Just got back from EDUCAUSE. I’ll have more on the conference in future posts, but wanted to quickly post a couple of thoughts I have had around learning analytics and transparency based on what I learned at EDUCAUSE and as a result of an EdTech demo session I did this morning with an LMS vendor on learning analytics.
I went to EDUCAUSE with a few goals, one of which was to try to learn more about learning analytics. Specifically, what (if any) are the compelling use cases and examples of faculty and institutions effectively utilizing analytics to solve problems, what are the ethical issues around data collection, how are institutions informing their students & faculty of these concerns, and what technologies are being used to facilitate the collection and analysis of analytics data. And while I didn’t find complete answers to these questions, I did come away with a better 10,000 foot view of learning analytics.

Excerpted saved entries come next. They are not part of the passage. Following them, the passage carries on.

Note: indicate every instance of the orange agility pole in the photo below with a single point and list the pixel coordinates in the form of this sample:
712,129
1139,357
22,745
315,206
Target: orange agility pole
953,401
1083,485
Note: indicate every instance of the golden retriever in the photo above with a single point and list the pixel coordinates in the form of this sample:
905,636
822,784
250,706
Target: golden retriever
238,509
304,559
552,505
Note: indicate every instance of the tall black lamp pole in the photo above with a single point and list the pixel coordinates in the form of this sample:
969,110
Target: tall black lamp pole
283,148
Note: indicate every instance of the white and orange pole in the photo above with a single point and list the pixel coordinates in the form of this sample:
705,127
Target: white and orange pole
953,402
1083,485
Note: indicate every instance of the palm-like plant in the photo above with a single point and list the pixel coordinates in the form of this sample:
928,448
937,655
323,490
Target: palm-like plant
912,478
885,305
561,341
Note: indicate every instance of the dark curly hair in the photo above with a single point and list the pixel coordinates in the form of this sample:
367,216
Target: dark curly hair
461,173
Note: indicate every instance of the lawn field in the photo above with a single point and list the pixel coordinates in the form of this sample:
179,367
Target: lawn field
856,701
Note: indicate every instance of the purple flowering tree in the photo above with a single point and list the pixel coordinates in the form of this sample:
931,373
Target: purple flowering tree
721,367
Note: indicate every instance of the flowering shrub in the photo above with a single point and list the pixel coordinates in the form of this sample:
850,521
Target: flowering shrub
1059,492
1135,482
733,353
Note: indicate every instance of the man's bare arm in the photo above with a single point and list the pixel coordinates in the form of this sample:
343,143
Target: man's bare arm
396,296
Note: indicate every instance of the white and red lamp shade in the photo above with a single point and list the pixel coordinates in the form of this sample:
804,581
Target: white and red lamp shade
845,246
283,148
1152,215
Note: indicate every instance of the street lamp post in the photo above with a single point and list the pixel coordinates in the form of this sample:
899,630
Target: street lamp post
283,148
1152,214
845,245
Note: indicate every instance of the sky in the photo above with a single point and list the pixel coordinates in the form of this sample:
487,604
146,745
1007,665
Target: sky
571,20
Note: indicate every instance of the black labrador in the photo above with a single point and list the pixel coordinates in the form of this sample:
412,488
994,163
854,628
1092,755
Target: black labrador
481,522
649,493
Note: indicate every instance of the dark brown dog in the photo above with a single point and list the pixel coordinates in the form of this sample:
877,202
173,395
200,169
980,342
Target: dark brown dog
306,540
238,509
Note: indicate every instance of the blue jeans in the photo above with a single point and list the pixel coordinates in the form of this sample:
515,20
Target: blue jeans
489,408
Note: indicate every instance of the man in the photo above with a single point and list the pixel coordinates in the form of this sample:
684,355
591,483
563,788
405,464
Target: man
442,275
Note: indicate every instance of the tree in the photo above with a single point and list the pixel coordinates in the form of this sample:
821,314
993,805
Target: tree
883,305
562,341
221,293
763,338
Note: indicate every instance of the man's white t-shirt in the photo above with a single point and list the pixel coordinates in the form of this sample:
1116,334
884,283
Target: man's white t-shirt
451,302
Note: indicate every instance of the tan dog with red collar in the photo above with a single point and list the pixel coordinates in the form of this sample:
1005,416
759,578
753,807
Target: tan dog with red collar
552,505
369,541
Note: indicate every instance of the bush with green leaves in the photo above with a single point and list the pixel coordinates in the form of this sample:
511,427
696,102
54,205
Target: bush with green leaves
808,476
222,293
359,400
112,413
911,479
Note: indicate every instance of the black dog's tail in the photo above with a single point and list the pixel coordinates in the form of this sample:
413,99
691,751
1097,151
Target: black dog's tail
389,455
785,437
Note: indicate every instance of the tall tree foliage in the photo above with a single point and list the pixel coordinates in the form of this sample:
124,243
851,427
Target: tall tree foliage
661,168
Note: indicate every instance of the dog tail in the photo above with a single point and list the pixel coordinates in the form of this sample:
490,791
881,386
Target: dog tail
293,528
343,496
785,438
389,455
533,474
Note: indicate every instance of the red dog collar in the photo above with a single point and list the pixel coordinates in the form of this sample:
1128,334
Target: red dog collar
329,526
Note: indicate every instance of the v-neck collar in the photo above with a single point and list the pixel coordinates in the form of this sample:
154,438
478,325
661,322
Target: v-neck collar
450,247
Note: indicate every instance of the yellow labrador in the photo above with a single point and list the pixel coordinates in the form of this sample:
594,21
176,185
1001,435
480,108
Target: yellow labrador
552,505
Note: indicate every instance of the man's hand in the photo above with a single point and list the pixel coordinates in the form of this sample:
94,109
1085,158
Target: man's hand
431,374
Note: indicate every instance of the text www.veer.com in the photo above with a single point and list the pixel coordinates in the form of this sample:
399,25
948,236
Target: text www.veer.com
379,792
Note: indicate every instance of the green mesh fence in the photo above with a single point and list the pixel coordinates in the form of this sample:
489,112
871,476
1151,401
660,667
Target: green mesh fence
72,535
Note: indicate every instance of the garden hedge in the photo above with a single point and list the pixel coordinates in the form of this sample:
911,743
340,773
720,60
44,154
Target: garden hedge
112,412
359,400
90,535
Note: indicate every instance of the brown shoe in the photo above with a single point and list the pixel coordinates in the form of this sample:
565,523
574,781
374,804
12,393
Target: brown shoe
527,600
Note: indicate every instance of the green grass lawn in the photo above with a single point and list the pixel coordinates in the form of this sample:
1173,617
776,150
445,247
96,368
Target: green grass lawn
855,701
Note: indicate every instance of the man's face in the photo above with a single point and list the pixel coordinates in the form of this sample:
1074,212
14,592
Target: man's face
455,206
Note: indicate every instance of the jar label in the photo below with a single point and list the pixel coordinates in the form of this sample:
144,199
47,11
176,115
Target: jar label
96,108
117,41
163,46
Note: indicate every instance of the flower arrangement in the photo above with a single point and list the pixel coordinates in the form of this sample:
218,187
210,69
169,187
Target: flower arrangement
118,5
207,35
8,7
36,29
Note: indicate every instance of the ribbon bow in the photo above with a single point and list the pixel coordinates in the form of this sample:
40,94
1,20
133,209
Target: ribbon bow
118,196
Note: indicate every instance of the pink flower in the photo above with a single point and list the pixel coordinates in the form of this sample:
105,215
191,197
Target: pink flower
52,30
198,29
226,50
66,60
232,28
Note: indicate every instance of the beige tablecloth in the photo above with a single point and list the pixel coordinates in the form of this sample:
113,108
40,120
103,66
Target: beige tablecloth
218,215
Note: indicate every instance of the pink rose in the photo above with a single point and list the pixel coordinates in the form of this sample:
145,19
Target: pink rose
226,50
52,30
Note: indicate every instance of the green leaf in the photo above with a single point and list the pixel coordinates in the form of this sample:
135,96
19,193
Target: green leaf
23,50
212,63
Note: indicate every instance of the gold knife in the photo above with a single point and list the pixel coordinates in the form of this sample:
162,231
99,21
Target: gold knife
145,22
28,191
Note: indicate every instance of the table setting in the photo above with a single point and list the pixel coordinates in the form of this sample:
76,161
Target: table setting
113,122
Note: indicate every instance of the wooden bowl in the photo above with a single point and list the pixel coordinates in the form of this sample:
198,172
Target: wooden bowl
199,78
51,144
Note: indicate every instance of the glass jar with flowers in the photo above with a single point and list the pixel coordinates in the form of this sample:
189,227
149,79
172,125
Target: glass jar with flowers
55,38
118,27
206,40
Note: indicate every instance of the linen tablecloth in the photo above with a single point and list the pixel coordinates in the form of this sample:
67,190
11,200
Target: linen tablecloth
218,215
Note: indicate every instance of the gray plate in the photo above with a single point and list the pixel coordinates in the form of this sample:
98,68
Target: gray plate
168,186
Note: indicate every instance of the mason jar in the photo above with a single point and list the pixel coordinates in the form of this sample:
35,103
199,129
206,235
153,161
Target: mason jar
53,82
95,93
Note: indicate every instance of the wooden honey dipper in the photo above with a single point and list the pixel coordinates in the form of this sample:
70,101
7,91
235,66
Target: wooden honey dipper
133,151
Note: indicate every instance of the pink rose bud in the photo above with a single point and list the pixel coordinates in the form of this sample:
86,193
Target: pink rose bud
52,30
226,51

The primary use cases still seem to be predictive analytics to identify academically at-risk students, and to help institutions improve student retention. I get the sense that, while student retention in Canada is important, it is not as critical for Canadian institutions as it appears to be for U.S. institutions. There are likely more use cases out there, but these 2 seem to be the big drivers of learning analytics at the moment.
Earlier today, I attended an LMS demo session on learning analytics where I had a chance to see some of the analytics engine built into the LMS. The demo included a predictive analytics engine that could be used to identify an at-risk student in a course. Data is collected, crunched by an algorithm, and out comes a ranking of whether that student is at risk of completing the course, or of failing the course. When I asked what was going on within the algorithm that was making the prediction about future student behavior, I got a bit of an answer on what data was being collected, but not much on how that data was being crunched by the system – that is, what was happening inside the algorithm that was making the call about the students future behavior.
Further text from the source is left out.